By Advertiser Reporter


Standing outside the current station are, from left, firefighter Julian Dunlop, firefighter Mark Sheen, crew manager John Fox, firefighter Graham Chapman.
Standing outside the current station are, from left, firefighter Julian Dunlop, firefighter Mark Sheen, crew manager John Fox, firefighter Graham Chapman.

Demolition work has started at Newark Fire Station.

It marks the start of a 12-month construction process, with the red brick buildings to the left of the station’s appliance bay taken down to make way for a new station and training tower.

The service obtained planning permission to re-build the station towards the end of last year.
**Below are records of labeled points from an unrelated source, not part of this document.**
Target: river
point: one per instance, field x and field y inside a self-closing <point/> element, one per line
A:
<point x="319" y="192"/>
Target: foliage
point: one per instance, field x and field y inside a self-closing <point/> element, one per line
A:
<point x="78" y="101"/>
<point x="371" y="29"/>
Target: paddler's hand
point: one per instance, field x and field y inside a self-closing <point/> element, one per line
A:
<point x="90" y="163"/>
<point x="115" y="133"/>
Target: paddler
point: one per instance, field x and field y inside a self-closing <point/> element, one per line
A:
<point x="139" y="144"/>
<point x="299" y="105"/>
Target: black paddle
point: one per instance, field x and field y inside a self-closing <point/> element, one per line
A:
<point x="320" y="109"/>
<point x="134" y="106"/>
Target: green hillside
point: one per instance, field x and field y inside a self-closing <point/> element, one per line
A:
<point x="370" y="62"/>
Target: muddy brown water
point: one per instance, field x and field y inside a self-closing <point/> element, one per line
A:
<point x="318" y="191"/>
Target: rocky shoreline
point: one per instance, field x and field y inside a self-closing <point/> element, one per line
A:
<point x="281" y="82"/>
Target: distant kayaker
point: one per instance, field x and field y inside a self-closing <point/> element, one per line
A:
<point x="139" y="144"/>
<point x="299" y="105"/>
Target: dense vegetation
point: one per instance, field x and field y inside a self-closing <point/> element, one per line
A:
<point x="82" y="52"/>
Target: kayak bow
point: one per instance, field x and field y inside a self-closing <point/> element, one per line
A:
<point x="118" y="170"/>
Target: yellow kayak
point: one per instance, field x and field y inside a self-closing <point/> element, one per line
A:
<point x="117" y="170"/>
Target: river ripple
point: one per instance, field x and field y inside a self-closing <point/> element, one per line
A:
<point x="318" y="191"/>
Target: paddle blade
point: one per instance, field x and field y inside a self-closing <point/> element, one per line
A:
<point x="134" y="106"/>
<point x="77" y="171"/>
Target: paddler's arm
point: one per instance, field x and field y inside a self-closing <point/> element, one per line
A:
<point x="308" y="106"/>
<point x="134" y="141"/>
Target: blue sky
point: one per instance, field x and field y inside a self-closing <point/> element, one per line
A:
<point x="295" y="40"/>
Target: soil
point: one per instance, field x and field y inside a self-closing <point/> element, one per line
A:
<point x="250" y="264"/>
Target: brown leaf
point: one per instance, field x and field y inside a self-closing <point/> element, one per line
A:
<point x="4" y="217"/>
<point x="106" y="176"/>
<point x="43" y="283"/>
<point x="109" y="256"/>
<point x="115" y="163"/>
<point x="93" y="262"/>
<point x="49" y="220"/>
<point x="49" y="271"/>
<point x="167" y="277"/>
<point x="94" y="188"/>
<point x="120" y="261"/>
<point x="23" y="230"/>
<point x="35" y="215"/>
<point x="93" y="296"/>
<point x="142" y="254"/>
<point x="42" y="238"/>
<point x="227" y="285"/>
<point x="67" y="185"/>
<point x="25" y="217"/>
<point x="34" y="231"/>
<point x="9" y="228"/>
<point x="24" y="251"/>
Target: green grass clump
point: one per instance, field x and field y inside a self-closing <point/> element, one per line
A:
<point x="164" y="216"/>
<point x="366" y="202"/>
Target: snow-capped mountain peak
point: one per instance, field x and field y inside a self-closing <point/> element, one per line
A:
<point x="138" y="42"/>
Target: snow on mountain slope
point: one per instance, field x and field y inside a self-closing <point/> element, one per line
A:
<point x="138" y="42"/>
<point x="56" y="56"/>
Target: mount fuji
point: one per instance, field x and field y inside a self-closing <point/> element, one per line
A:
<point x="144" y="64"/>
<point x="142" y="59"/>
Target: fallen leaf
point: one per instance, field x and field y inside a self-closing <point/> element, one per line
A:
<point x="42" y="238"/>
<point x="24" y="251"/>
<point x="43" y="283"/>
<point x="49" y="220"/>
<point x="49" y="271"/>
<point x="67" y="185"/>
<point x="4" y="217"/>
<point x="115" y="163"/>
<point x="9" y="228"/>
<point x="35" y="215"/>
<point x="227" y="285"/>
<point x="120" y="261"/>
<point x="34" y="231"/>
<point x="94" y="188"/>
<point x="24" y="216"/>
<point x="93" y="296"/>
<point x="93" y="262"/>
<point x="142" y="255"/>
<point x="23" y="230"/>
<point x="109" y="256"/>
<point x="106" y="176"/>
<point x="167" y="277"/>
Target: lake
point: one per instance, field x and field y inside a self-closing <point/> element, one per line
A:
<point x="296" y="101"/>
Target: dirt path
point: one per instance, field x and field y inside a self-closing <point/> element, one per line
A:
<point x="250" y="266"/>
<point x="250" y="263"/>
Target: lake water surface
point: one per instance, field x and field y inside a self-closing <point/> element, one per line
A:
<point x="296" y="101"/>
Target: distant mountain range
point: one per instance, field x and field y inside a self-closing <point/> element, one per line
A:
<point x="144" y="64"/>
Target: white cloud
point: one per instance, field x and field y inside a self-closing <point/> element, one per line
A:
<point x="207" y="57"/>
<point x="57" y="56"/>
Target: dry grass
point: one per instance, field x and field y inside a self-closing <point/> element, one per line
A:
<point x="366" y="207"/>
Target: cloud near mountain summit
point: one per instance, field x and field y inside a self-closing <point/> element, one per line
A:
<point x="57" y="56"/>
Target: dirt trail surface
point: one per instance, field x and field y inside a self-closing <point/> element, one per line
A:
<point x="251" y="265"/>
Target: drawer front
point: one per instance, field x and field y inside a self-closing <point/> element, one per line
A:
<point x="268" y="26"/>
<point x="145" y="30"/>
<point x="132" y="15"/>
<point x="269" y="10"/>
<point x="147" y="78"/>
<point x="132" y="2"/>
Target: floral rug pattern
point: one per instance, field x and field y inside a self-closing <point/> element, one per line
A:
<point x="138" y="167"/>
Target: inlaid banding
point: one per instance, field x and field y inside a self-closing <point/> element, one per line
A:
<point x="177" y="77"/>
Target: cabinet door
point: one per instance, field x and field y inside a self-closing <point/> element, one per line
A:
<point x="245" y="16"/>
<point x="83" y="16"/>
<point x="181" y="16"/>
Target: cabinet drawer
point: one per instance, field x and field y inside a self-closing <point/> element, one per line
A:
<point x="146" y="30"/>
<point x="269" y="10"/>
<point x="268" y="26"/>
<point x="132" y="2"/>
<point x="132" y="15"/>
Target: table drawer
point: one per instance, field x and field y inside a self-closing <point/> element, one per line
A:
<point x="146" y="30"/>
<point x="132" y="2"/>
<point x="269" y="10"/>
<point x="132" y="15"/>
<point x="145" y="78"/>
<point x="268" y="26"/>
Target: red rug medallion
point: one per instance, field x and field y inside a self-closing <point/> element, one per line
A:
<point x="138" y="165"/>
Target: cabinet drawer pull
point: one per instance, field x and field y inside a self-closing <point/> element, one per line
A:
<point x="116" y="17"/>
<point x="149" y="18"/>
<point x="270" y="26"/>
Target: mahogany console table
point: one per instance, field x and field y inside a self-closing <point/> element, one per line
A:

The project will cost just over £3.1m.

Contractors moved onto the site last Monday to install perimeter fencing before starting demolition work on Wednesday.

The current station will remain fully operational during the work, which is being carried out by The Gelder Group.

“We’re really pleased that our appointed contractor has now moved onto the site and started work on the project,” said Ian Pritchard, Nottinghamshire Fire And Rescue Service’s head of procurement and resources and the project lead.

“They haven’t wasted any time in getting to work and will be continuing to progress the demolition over the course of the next few weeks.

“Once this is done, we will be entering the build stage of the project – which we hope will be completed early next year.”

Newark Station Manager Mr Seth Armstrong said: “The current Newark Fire Station is more than 50 years old and, whilst we will all be sad to see it go, we’re very much looking forward to having a new home that will hopefully continue to serve the people of Newark for years to come – just as the current station has.

“As well as housing our two fires engines, which are crewed by both wholetime and retained staff, the new station will also house our technical rescue unit and is a clear sign of the service’s commitment to keeping Newark, and the surrounding areas, as safe as possible.”